Understanding Entropy: The Key to Secure Cryptography and Randomness

Delving into the Randomness that Powers Our Systems

stacked-netdata

Entropy is a measure of the randomness or unpredictability of data. In the context of cryptography, entropy is used to generate random numbers or keys that are essential for secure communication and encryption. Without a good source of entropy, cryptographic protocols can become vulnerable to attacks that exploit the predictability of the generated keys.

What is Entropy?

In most operating systems, entropy is generated by collecting random events from various sources, such as hardware interrupts, mouse movements, keyboard presses, and disk activity. These events are fed into a pool of entropy, which is then used to generate random numbers when needed.

The /dev/random device in Linux is one such source of entropy, and it provides an interface for programs to access the pool of entropy. When a program requests random numbers, it reads from the /dev/random device, which blocks until enough entropy is available to generate the requested numbers. This ensures that the generated numbers are truly random and not predictable.

However, if the pool of entropy gets depleted, the /dev/random device may block indefinitely, causing programs that rely on random numbers to slow down or even freeze. This is especially problematic for cryptographic protocols that require a continuous stream of random numbers, such as SSL/TLS and SSH.

To avoid this issue, some systems use a hardware random number generator (RNG) to generate high-quality entropy. A hardware RNG generates random numbers by measuring physical phenomena, such as thermal noise or radioactive decay. These sources of randomness are considered to be more reliable and unpredictable than software-based sources.

One such hardware RNG is the Trusted Platform Module (TPM), which is a dedicated hardware chip that is used for cryptographic operations and secure boot. The TPM contains a built-in hardware RNG that generates high-quality entropy, which can be used to seed the pool of entropy in the operating system.

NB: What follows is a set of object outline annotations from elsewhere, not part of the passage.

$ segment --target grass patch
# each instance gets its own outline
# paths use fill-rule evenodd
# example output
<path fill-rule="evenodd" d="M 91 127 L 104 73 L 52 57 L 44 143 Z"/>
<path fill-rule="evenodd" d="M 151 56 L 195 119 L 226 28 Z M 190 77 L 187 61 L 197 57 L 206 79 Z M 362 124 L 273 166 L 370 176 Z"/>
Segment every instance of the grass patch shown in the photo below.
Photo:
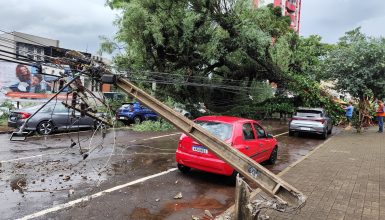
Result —
<path fill-rule="evenodd" d="M 144 121 L 140 124 L 132 126 L 134 131 L 170 131 L 175 130 L 175 127 L 165 121 Z"/>

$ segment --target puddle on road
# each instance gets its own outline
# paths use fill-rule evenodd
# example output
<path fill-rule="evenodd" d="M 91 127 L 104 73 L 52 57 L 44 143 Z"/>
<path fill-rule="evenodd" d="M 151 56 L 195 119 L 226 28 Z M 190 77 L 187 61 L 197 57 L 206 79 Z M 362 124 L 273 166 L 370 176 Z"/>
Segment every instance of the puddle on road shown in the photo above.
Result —
<path fill-rule="evenodd" d="M 183 212 L 185 209 L 199 209 L 202 214 L 204 213 L 204 210 L 207 209 L 210 210 L 213 215 L 216 215 L 220 213 L 221 210 L 224 210 L 229 207 L 231 203 L 231 200 L 227 200 L 226 203 L 221 203 L 220 201 L 214 198 L 199 196 L 189 202 L 175 201 L 172 203 L 168 203 L 163 209 L 161 209 L 157 213 L 151 213 L 150 210 L 146 208 L 136 207 L 130 215 L 130 219 L 161 220 L 171 215 L 176 219 L 183 219 L 186 217 L 185 213 Z M 178 217 L 178 214 L 180 214 L 180 217 Z"/>

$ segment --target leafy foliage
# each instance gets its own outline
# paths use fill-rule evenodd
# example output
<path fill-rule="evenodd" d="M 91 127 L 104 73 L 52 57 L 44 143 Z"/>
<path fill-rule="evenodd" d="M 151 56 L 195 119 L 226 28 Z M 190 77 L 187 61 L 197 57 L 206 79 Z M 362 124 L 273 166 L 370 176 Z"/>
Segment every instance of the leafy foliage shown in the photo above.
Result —
<path fill-rule="evenodd" d="M 385 97 L 385 39 L 368 37 L 360 28 L 349 31 L 326 57 L 322 68 L 336 88 L 359 100 L 357 131 L 370 117 L 372 97 Z"/>
<path fill-rule="evenodd" d="M 174 126 L 166 121 L 143 121 L 140 124 L 134 124 L 132 130 L 134 131 L 169 131 L 174 130 Z"/>
<path fill-rule="evenodd" d="M 367 37 L 357 28 L 340 39 L 323 68 L 337 89 L 362 99 L 385 97 L 385 39 Z"/>
<path fill-rule="evenodd" d="M 224 88 L 249 88 L 255 80 L 284 81 L 269 53 L 272 39 L 290 32 L 290 19 L 277 8 L 255 9 L 249 0 L 110 0 L 108 4 L 123 15 L 116 21 L 120 29 L 116 43 L 105 40 L 102 49 L 111 52 L 124 44 L 125 53 L 115 59 L 118 67 L 129 70 L 139 84 L 157 82 L 158 96 L 204 102 L 215 109 L 212 100 L 238 98 L 234 89 Z M 146 75 L 144 70 L 174 75 Z M 170 79 L 174 83 L 162 84 Z"/>

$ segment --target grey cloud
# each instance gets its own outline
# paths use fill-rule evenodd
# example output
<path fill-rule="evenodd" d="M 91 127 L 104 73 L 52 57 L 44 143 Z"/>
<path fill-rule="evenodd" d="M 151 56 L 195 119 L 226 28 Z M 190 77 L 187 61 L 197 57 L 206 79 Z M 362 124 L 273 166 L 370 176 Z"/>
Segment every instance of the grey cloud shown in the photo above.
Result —
<path fill-rule="evenodd" d="M 385 31 L 379 30 L 381 26 L 377 31 L 370 30 L 373 29 L 371 23 L 383 21 L 384 8 L 383 0 L 303 0 L 300 32 L 304 36 L 318 34 L 329 43 L 358 26 L 367 34 L 383 35 Z"/>
<path fill-rule="evenodd" d="M 0 29 L 60 40 L 60 46 L 95 53 L 100 35 L 114 36 L 117 12 L 105 0 L 0 1 Z"/>

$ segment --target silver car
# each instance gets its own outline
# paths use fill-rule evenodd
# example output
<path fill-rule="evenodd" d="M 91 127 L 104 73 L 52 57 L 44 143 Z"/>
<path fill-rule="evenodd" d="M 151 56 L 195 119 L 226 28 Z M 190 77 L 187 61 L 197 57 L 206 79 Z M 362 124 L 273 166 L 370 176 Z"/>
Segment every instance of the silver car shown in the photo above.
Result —
<path fill-rule="evenodd" d="M 295 132 L 315 133 L 326 139 L 333 130 L 333 122 L 323 108 L 299 108 L 289 123 L 289 136 Z"/>
<path fill-rule="evenodd" d="M 13 110 L 9 114 L 8 126 L 19 128 L 41 105 Z M 61 102 L 47 104 L 26 124 L 25 131 L 36 131 L 48 135 L 54 131 L 78 130 L 94 128 L 98 123 L 88 116 L 81 117 L 79 112 L 72 115 L 72 110 Z"/>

Alternatively, software-based solutions such as Haveged can be used to generate additional entropy by exploiting sources of randomness in the system, such as CPU utilization and network traffic. These solutions can help to mitigate the risk of entropy depletion, but they may not be as reliable as hardware-based solutions.

In summary, entropy is a crucial component of cryptography, and a reliable source of high-quality entropy is essential for secure communication and encryption. Systems with high entropy demands should ideally use a hardware RNG such as TPM, while software-based solutions can be used as a fallback option.

How does the Linux kernel replenish entropy?

The Linux kernel replenishes the entropy pool by collecting random events from various sources and adding them to the pool. The kernel uses a combination of hardware and software sources to generate entropy, including:

  • Hardware interrupts from devices such as the keyboard, mouse, and disk controller

  • Thermal noise and other physical phenomena measured by the hardware random number generator (RNG)

  • Network traffic and other software events that produce unpredictable data

The kernel also includes a number of entropy-gathering algorithms that are used to process the raw data collected from these sources and produce a pool of random numbers that can be used by applications. These algorithms include SHA-1 and SHA-2 hashing, as well as the Yarrow and Fortuna PRNGs (Pseudo Random Number Generators).

Which applications usually use entropy?

There are many applications that rely on entropy to generate random numbers, keys, or other cryptographic elements.

Cryptographic protocols

Cryptographic protocols, such as SSL/TLS, SSH, and IPsec rely heavily on entropy to generate random numbers and keys for encryption, authentication, and integrity protection.

The randomness of these numbers is crucial for the security of the communication. If an attacker can predict the random numbers used in a cryptographic protocol, they can potentially compromise the confidentiality, integrity, or authenticity of the communication.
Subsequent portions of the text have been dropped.